Receiver not bound by arbitration agreement entered into before company insolvency: Ontario court

Requiring receiver to commence arbitration proceedings 'unfair' to creditors

Receiver not bound by arbitration agreement entered into before company insolvency: Ontario court

The Ontario Superior Court of Justice ruled that a court-appointed receiver is not bound to adhere to an existing arbitration agreement entered into by a company before insolvency proceedings began.

Royal Bank of Canada v. Mundo Media Ltd., 2022 ONSC 2147 involved Mundo Media, an advertising technology company that carried business across Canada and the US. Mundo entered into two contracts with SPay, a US-based sports management technology business. Under the management and support agreement, SPay agreed to pay Mundo for content distribution. Meanwhile, the publisher agreement provides that SPay would receive payment for performance ad units provided exclusively to Mundo.

Both contracts contain an arbitration clause requiring parties to arbitrate any disputes “arising out of or relating to the agreements” in New York under the JAMS Comprehensive Arbitration Rules and Procedures and the New York law.

In Apr. 2019, Mundo was placed in receivership by a court order issued by the Superior Court under s. 243 of the Bankruptcy and Insolvency Act. The court order authorized the receiver to exercise all remedies available to Mundo, collect money owed to Mundo, and prosecute proceedings concerning Mundo and its property. In July 2019, the Delaware bankruptcy court issued a reciprocal enforcement order.

During the insolvency proceedings, the receiver claimed that SPay owed Mundo $4.1 million under the management and support agreement and asserted this claim through a motion for judgment. Meanwhile, SPay contended that Mundo owed it substantial amounts under the publisher agreement. Spay said it plans to assert these obligations through set-off in any collection proceedings the receiver brings.

SPay then sought a stay of the receiver’s motion for judgment and an order requiring the receiver to pursue any claim against it through arbitration in New York.

SPay argued that it was a “stranger to the bankruptcy” since it did not participate in the insolvency proceedings other than bringing a motion for a stay. It also argued that both parties agreed to arbitrate all disputes arising from their contractual relationship, and the law favours enforcement of arbitration clauses.

The Superior Court dismissed the motion for a stay of the receiver’s claim against SPay under the management and support agreement.

According to the court, there was no evidence to prove that the insolvency proceedings were improperly initiated. Thus, it has jurisdiction to hear and decide the receiver’s claim against SPay.

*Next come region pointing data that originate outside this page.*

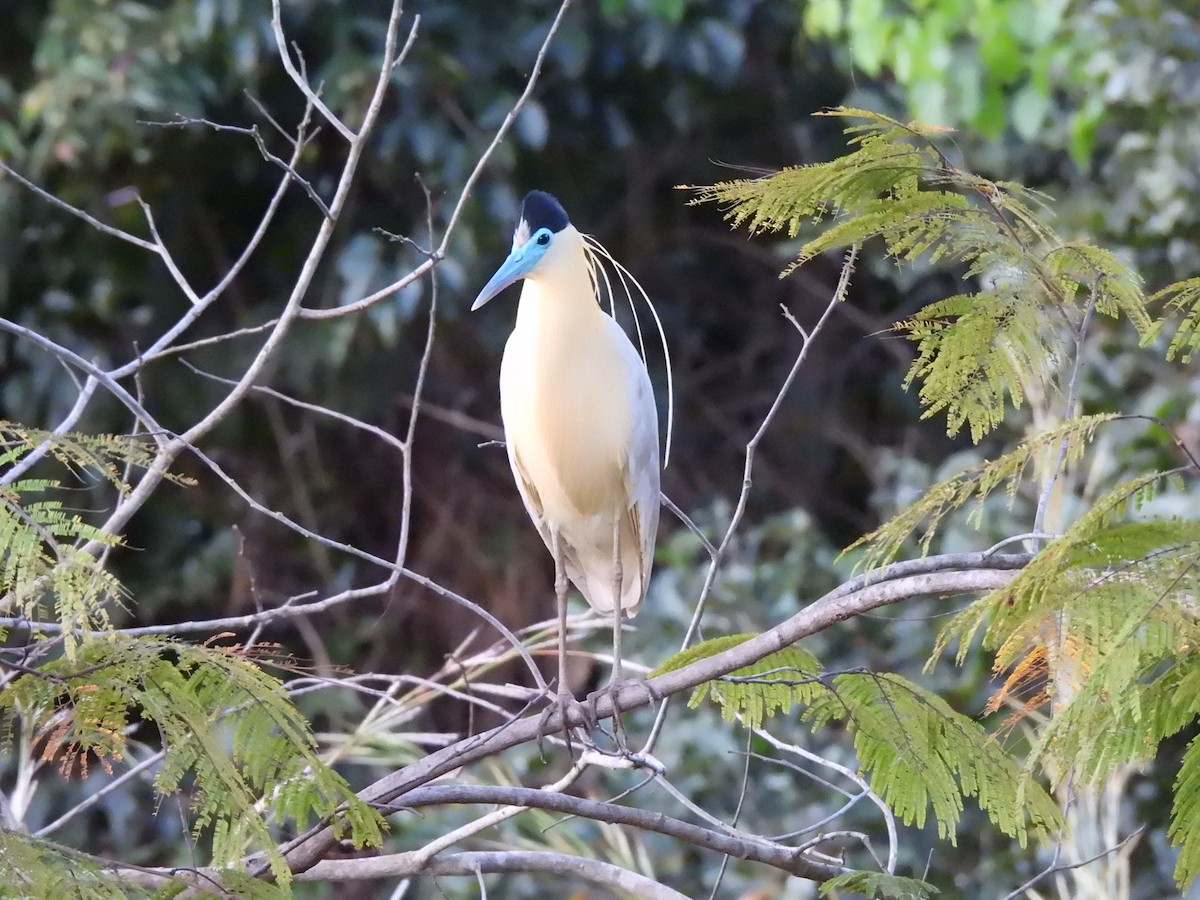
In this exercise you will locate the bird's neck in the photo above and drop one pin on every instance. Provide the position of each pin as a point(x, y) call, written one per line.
point(559, 304)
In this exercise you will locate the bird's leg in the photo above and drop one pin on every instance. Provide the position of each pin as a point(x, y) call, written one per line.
point(618, 621)
point(565, 699)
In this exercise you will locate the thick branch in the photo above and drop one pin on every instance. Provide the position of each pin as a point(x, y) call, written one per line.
point(774, 855)
point(985, 574)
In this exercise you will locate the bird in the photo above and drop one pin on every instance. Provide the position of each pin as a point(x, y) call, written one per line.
point(581, 424)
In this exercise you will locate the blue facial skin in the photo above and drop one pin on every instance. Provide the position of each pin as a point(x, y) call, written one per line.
point(520, 263)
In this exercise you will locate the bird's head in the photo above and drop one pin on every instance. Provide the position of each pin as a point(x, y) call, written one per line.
point(543, 220)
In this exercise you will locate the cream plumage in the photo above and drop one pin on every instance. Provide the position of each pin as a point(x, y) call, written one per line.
point(580, 418)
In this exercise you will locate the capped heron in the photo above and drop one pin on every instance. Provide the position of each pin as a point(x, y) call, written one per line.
point(580, 420)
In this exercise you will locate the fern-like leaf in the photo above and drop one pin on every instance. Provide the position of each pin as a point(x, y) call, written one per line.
point(917, 751)
point(988, 346)
point(225, 723)
point(880, 885)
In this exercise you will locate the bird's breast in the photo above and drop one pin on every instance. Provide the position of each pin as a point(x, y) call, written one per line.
point(567, 413)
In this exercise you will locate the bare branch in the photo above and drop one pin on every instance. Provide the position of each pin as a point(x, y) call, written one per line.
point(76, 211)
point(837, 606)
point(742, 847)
point(311, 96)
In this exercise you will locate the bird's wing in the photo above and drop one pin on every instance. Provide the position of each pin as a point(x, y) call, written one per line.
point(537, 514)
point(642, 461)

“This jurisdiction has been recognized in this very case by a reciprocal enforcement order in the United States issued from the Delaware bankruptcy court,” Justice Michael Penny wrote. “The receiver’s claim properly relates to a matter which is subject to the 2019 order, i.e., to exercise all remedies available to Mundo, to collect money owed to Mundo, and to prosecute proceedings with respect to Mundo and its property.”

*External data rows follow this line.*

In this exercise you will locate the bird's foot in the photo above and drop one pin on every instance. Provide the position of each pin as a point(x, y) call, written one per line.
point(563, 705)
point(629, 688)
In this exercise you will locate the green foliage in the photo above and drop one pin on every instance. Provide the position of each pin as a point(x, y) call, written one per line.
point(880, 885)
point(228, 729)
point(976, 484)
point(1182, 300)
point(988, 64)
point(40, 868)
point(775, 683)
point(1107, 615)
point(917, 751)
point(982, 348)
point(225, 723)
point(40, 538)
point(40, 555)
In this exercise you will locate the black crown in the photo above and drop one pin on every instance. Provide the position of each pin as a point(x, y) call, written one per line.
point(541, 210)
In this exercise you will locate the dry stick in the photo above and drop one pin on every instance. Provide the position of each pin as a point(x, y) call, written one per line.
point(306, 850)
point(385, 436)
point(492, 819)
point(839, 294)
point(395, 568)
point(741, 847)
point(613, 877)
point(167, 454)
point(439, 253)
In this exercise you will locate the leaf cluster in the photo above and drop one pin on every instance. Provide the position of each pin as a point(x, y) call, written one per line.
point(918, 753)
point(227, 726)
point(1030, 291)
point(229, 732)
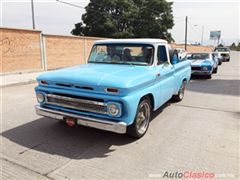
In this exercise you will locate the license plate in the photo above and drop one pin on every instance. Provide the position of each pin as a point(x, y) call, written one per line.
point(70, 121)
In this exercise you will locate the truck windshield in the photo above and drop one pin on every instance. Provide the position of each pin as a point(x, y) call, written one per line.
point(132, 54)
point(199, 56)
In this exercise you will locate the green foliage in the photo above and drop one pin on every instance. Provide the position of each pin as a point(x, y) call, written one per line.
point(127, 19)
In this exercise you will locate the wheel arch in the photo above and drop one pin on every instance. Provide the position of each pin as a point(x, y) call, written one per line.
point(150, 96)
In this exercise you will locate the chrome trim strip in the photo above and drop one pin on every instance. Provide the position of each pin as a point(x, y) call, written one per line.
point(117, 127)
point(77, 101)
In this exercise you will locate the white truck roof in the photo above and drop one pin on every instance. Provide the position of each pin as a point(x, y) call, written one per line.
point(137, 40)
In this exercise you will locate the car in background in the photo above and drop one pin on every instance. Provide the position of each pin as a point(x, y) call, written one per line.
point(225, 53)
point(203, 64)
point(218, 56)
point(181, 53)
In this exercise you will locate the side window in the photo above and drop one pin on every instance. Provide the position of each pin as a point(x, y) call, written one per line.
point(162, 55)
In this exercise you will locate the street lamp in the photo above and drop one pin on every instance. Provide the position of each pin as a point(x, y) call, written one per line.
point(202, 33)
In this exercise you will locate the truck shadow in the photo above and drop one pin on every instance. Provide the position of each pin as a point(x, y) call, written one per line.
point(56, 138)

Moreover, the court held that requiring the receiver to commence arbitration proceedings in New York would be “unfair to Mundo’s creditors” and “inconsistent with the object of the BIA” to avoid the chaos and inefficiency of multiple proceedings and potentially sending the receiver “scurrying to multiple jurisdictions.”

The court also disagreed with SPay’s contention that it will suffer any prejudice by requiring it to assert its set-off in the insolvency proceedings.

“All of the relevant procedural protections available in a New York arbitration are capable of being reproduced, if necessary and appropriate for the just and equitable management of this case, within the context of the receiver’s claim in the insolvency proceedings for $4.1 million under the management and support agreement,” Justice Penny said.